Wernicke’s set and costumes depict Barak’s hut and its inhabitants quite realistically, emphasizing the shabbiness of their milieu, which serves as both living and working quarters. In contrast to this realism, the upper regions are represented abstractly by a hollow, mirrored cube, its front open to the audience and its rear sometimes closed with either mirrors or filmy curtains. The mirrors and lighting combine to produce a variety of interesting effects.

A scene from Richard Strauss's Die Frau ohne Schatten with Ildikó Komlósi as the Nurse and Torsten Kerl as the Emperor.Photograph: Ken Howard/Metropolitan OperaThe detailed stage directions would be next to impossible to execute fully, so compromises are necessary, but using the upper set – even with minor changes in appearance – to represent different locales goes too far in impeding understanding the plot. The failure to distinguish between the imperial palace and the hunting lodge makes the Emperor’s scene with the falcon confusing, and by not depicting the cave and portal in the Empress’s dream in Act Two, her recognition of that location in Act Three seems a contradiction of what the audience sees. Even more serious deviations occur when Barak and his Wife are supposed to sink into the earth at the end of Act Two, and then be discovered in separate chambers of an underground dungeon as Act Three begins. Instead, they are in their home as the Act Two curtain falls, and begin the final Act with Barak high up on the stairway as his Wife remains where she was. Later, summoned by a voice from above, they ascend to the mirrored cube, now supposed to be the gateway to a temple in the spirit world, sitting separately on opposite sides of the stage and then wandering back and forth without finding each other, owing to the misleading directions offered them by the Nurse. Wernicke’s production also does not depict either the fountain from which the Empress refuses to drink at the most crucial moment in the opera or the appearance of her shadow, which is after all, the resolution of the central theme of the plot. More effective was the mirrored robe used when the Emperor had been turned to stone, which fell away when he returned to life.

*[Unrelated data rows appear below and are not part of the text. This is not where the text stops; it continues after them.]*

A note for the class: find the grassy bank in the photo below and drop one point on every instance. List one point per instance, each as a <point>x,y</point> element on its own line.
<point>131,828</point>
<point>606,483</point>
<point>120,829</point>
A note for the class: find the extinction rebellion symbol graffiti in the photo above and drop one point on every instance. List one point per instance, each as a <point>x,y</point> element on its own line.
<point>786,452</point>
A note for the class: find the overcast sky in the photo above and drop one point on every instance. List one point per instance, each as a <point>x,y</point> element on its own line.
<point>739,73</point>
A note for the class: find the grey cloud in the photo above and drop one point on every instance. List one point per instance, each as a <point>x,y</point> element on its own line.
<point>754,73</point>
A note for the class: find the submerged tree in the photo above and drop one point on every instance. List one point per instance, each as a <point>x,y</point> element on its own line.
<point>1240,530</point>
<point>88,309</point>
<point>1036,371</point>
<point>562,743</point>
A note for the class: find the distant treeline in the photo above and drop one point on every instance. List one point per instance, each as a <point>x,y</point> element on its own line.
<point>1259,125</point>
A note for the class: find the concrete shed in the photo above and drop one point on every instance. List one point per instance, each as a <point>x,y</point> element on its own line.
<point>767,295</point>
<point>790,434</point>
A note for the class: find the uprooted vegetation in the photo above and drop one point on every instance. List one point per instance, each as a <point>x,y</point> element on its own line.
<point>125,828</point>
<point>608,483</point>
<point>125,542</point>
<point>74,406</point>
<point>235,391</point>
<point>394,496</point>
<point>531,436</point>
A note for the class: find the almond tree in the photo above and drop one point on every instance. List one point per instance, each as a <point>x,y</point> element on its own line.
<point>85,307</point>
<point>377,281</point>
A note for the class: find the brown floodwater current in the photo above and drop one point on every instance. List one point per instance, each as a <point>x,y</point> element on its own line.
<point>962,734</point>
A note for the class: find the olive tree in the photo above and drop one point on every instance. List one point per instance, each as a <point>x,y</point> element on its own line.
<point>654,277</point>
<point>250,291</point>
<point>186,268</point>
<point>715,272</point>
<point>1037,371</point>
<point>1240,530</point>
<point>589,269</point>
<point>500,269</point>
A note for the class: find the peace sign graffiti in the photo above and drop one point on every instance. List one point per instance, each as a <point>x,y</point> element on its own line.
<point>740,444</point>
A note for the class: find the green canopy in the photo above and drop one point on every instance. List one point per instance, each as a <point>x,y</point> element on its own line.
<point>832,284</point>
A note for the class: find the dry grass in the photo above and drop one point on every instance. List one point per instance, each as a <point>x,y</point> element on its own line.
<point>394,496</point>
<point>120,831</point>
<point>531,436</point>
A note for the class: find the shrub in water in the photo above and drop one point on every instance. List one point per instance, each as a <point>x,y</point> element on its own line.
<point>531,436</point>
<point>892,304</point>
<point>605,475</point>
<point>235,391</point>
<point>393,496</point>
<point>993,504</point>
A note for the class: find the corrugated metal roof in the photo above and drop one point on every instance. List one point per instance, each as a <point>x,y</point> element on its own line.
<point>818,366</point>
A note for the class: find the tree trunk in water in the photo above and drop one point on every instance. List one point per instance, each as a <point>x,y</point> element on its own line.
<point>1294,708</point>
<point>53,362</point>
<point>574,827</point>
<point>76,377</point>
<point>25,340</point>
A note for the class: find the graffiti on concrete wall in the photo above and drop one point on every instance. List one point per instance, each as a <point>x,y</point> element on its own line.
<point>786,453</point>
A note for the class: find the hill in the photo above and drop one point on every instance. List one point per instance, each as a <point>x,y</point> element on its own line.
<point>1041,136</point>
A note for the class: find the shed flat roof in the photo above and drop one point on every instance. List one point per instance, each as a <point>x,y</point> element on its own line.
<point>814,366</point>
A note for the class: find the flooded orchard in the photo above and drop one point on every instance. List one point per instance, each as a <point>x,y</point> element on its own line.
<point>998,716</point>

These cavils aside, there is much to praise about this powerful and moving performance. The omnipresent Empress is important to the plot even when she has little singing. Schwanewilms brought elegance to the role, excelling in the coloratura-laden vocal line in the opening scene, allowing her affection and sympathy for Barak to grow convincingly, and singing with dramatic heft in the denouement. Torsten Kerl’s Heldentenor voice was well matched with hers in their single scene, and resonated well throughout. Johan Reuter’s sensitive portrayal of Barak was outstanding both vocally and dramatically. His Act Three ‘Mir anvertraut’ was a highpoint, but most touching was the Dyer’s despair at the end of Act One as he sat staring into the open refrigerator while his Wife was in bed alone across the room and a trio of Watchmen sang in unison atop the set, entreating couples to procreate. These three principals, together with Goerke, had previously sung these roles under Jurowski in a concert in the Amsterdam Concertgebouw last February, and that teamwork surely benefitted them here.

Goerke herself is returning to the Met as the Dyer’s Wife after an absence of several seasons during which her international career has blossomed. She brought her character to life as she berated her husband and his deformed and annoying brothers, despaired at her failure to conceive a child, and succumbed to the Nurse’s temptations. She was well up to the role’s considerable demands. The Nurse is constantly at the center of the action – until she is banished in the final Act. Ildikó Komlósi sang her large and challenging role with accurate intonation and tremendous power. Richard Paul Fink was also powerful as the Messenger, and the remaining members of the cast were also excellent.